Force of Arms (reissued under the title A Girl for Joe) is a 1951 romantic war drama film set in the Italian theater of World War II. It reteamed William Holden and Nancy Olson in the third of their four movies together (Sunset Boulevard, Union Station, and Submarine Command being the others), all released in 1950 or 1951. An American infantryman on leave and a Women's Army Corps (WAC) officer fall in love.

Plot
After hard fighting in the Battle of San Pietro, the infantrymen of the American 36th Infantry Division are given five days of much needed rest. Sergeant Joe "Pete" Peterson meets WAC Lieutenant Eleanor "Ellie" MacKa in a cemetery. However, his attempts to become better acquainted are brushed off. Later, Pete's friend and commanding officer, Major Blackford, tells him he has been given a battlefield commission and is now a second lieutenant.

When Sergeant McFee becomes upset because he has not received a letter from his wife in a long time, Pete takes him to the post office to investigate and finds Ellie working there. This time, Ellie offers to buy Pete a drink in celebration of his promotion.  Although he agrees, she still tries to keep things from becoming serious, revealing that she almost married another soldier, except he was killed, and does not want to risk falling in love again. However, when the division's leave is cut short, she cannot stay away. Pete gets her to agree to marry him on his next leave.

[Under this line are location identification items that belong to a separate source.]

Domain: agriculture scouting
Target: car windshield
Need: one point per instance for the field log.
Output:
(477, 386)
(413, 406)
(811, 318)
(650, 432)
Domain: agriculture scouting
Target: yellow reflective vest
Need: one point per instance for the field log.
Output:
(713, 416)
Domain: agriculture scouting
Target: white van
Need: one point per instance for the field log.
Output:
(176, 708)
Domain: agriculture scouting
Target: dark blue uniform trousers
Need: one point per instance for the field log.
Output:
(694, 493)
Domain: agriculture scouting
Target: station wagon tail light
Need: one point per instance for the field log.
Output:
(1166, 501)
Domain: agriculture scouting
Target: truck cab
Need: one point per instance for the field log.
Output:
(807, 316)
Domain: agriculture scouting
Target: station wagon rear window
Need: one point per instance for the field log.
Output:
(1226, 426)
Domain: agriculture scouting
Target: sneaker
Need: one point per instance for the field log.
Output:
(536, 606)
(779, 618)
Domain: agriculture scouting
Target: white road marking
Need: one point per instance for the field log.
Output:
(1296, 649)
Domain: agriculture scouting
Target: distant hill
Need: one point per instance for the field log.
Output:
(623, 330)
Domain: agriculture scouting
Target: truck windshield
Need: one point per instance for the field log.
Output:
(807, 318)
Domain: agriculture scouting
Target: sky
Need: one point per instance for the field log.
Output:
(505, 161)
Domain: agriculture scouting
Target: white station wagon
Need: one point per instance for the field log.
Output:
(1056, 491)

Blackford assigns Pete and his platoon to take out a German roadblock. Pete spots two deadly German 88 guns commanding the road on which American tanks are advancing. However, when one of his men urges him to attack the guns, Pete rejects the idea; with Ellie on his mind, he has become overcautious. The 88s knock out the lead American tank, from which Blackford is directing the attack. The major is killed. Pete himself is wounded by an artillery barrage and wakes up in a hospital.

Blaming himself for his friend's death (even though he knows he could not have reached the guns in time anyway), Pete sinks into a depression, unwilling to see anyone. A visit from Ellie brings him out of it. Pete tells her that he has been given a three-day leave before being sent back to the United States, safely out of combat. Together out in the countryside, they get married. However, Pete's guilt makes him decide to rejoin his unit. Ellie does not try to stop him. Afterward, she discovers she is pregnant, which means she will have to leave the army.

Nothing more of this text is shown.